(texte (??) original du 26 nov. 2015 au 29 mars 2016)
—> 1. « İl », intermède… : 41. [İ s] un ethnologue s’égare… (les femmes…)
—> version complète du 31 juill. 2017
On avait mis sur la devanture des maisons, des oripeaux en signe de souvenirs, pour se rappeler ce que les visiteurs ont laissé sur les tables, sur les murs, dans les meubles, jusqu’aux étagères, les tracas et les poussières du grand désert, comme des reliques en forme d’hommage et pour le décor.
Ce sont d’étranges gens, un peuple sans mémoire, qui en accaparant celle des autres, en assemble une nouvelle faite de bribes allochtones. Un curieux ménage que fabriquaient là tous ces témoignages presque indûment perpétués, « vous nous avez donné votre passé et nous vous disons merci… », déclaraient-ils aux voyageurs, avant l’au revoir ; ce cérémoniel s’installa peu à peu au fil des ans, comme une habitude, pour devenir au bout du compte un rituel marquant.

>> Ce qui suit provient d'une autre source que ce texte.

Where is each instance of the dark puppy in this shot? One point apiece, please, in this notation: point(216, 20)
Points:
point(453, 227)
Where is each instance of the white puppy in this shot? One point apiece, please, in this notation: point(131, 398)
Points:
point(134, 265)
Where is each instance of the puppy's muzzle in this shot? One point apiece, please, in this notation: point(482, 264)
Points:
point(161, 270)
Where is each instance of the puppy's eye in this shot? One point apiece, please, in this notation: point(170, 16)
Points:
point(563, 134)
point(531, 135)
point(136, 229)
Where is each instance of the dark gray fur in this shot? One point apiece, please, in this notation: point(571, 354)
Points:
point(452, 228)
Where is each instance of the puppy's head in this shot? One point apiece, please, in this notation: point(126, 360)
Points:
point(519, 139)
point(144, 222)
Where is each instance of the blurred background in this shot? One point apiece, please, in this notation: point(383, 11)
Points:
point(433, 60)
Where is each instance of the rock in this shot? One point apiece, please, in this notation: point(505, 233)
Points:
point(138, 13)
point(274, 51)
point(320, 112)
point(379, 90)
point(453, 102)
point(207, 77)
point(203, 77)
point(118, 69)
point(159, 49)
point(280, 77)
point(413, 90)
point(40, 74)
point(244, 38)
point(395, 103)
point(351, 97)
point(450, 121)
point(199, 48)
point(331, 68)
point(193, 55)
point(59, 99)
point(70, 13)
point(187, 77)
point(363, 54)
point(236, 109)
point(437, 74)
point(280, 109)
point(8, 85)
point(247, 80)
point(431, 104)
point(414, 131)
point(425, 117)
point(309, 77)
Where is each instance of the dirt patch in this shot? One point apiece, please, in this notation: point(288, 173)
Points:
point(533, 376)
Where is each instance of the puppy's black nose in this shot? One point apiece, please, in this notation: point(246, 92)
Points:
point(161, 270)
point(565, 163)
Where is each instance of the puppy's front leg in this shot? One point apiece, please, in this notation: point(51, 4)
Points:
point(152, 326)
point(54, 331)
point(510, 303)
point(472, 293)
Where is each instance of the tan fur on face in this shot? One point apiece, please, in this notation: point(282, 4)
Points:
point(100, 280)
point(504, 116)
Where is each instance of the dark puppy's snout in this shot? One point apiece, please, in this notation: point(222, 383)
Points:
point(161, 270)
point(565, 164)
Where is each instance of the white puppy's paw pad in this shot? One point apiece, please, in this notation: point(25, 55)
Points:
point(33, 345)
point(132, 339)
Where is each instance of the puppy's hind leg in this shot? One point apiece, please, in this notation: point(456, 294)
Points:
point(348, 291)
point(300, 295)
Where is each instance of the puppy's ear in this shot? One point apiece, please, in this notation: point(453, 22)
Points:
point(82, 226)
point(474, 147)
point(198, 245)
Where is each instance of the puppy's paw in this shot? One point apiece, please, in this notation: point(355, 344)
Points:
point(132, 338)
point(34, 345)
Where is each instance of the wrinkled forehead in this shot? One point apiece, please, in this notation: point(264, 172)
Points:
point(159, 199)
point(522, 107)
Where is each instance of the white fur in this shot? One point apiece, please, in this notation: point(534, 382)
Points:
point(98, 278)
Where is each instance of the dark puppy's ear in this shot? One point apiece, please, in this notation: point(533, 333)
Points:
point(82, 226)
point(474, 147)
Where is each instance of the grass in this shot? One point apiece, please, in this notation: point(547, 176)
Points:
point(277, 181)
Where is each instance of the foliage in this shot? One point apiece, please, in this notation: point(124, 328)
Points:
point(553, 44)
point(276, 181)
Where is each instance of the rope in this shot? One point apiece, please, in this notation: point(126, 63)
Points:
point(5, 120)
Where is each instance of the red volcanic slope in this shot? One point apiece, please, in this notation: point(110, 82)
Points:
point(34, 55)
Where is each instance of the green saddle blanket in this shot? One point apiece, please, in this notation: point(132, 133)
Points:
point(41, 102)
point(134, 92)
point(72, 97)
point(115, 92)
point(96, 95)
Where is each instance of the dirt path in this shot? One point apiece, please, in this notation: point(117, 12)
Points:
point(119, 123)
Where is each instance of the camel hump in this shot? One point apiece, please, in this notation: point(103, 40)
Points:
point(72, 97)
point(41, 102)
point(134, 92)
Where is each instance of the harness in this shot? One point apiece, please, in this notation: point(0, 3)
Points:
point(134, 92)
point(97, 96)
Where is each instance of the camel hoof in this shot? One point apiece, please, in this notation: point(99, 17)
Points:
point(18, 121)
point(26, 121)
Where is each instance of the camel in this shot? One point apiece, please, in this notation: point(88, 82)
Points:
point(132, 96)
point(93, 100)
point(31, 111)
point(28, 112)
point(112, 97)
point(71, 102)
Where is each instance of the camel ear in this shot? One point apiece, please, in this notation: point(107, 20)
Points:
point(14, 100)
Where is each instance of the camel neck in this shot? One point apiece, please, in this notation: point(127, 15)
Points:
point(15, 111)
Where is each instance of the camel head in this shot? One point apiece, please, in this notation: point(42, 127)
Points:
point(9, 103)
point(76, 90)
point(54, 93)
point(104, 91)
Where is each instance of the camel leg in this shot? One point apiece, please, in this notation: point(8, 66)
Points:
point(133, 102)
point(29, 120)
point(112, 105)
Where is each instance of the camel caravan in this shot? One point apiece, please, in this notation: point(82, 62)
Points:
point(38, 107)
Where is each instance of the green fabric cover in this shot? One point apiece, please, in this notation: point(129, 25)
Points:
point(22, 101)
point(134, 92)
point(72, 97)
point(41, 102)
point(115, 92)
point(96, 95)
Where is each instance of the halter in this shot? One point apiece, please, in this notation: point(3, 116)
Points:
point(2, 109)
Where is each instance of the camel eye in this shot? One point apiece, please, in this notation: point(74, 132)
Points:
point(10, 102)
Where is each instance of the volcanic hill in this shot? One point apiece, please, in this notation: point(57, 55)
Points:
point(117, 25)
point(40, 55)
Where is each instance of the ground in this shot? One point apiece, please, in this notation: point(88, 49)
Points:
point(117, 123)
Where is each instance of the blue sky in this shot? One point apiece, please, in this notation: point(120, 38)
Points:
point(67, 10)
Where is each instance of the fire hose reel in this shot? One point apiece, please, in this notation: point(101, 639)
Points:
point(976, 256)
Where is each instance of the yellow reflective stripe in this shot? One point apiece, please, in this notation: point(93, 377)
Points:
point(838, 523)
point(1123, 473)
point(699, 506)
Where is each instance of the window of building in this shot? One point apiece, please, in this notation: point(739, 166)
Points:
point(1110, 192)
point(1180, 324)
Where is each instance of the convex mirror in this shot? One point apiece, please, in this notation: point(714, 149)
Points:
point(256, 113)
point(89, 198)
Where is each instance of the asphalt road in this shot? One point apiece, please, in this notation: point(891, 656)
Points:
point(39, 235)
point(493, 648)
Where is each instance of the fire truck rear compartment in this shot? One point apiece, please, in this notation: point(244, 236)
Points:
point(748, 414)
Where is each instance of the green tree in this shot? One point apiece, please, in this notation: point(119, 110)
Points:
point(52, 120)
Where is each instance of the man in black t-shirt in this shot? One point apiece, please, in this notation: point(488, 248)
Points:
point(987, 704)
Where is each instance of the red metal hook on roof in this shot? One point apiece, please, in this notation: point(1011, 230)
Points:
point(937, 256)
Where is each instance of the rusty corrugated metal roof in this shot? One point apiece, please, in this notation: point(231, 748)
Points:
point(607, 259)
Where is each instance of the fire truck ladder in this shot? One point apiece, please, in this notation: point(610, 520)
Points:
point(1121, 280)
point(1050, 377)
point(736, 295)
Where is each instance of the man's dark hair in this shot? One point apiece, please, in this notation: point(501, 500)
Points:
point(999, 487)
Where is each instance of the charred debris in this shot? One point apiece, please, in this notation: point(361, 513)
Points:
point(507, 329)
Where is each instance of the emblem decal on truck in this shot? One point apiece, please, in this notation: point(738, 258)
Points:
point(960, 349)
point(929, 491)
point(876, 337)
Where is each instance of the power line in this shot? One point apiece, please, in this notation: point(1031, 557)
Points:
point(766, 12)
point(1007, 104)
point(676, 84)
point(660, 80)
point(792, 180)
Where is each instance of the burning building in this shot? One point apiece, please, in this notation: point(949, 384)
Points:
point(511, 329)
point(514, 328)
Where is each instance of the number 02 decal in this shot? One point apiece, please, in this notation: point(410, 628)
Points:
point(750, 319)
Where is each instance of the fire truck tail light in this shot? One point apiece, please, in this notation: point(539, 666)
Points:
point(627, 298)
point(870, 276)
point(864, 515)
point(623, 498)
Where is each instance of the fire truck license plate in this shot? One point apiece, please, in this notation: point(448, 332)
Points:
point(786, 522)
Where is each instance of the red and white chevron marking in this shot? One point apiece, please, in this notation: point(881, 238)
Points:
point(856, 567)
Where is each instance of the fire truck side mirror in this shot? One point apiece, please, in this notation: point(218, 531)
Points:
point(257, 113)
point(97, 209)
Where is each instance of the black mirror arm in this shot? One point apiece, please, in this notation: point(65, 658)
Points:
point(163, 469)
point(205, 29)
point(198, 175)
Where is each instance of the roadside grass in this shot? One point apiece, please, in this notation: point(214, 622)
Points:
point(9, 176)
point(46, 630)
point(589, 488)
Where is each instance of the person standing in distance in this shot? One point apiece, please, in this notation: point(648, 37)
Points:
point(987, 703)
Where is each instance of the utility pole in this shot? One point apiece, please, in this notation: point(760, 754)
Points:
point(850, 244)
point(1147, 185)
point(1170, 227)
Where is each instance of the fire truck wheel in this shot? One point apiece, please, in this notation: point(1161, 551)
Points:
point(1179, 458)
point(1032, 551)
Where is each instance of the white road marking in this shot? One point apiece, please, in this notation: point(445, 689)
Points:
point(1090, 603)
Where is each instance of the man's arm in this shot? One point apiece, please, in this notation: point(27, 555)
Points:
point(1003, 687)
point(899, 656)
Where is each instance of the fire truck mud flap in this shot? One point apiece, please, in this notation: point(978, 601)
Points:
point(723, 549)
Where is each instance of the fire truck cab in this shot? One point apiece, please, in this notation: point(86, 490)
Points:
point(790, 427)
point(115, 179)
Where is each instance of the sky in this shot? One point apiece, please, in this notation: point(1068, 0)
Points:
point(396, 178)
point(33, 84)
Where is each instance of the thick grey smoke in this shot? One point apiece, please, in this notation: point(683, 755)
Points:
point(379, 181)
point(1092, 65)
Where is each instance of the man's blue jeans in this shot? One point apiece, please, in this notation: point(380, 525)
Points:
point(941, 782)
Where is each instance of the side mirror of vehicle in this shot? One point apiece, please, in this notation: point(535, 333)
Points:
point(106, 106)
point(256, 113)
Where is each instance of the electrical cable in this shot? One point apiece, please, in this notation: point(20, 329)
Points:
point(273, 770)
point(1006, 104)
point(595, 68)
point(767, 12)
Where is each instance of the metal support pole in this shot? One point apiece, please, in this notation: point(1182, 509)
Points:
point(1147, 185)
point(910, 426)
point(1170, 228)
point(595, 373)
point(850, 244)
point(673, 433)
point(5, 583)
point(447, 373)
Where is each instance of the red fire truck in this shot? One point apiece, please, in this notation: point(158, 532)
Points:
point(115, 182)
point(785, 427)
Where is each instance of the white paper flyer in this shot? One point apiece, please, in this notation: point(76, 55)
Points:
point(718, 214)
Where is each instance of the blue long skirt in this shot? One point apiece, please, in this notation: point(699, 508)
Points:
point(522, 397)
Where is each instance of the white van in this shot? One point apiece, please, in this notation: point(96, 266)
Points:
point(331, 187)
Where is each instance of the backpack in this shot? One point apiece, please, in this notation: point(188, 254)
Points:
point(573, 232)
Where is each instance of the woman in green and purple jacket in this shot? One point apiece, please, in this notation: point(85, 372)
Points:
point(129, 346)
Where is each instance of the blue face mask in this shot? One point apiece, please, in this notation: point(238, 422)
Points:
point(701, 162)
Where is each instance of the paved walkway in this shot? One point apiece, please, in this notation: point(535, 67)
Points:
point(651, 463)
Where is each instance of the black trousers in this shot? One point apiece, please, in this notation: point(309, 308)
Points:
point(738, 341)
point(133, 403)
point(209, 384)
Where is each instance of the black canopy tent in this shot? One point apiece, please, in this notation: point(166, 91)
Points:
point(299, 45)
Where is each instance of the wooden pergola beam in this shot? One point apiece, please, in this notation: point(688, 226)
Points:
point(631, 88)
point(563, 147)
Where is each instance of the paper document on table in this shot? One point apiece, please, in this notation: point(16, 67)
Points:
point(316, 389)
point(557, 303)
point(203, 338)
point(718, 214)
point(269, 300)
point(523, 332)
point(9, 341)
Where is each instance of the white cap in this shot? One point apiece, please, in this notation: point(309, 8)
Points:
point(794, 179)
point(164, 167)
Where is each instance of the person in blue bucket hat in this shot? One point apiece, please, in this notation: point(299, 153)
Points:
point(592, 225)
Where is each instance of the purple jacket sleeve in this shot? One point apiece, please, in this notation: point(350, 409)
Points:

Et quand les soirs, restant seuls dans le noir, près des lueurs infimes des lanternes ténues, ils se remémoraient le discours et les histoires de leurs hôtes passagers. Cela leur apparaissait comme un renouveau, rite tout aussi prenant, ils avaient la soif des autres, car discuter d’eux-mêmes ne suscitait aucun intérêt ni aucun théorème respectable, à leurs yeux.
En fait, ils parlaient très peu d’eux-mêmes ; à l’étranger, on ne trouvait rien à lui dire quant à cela, c’était plutôt lui qui était contraint à la parole.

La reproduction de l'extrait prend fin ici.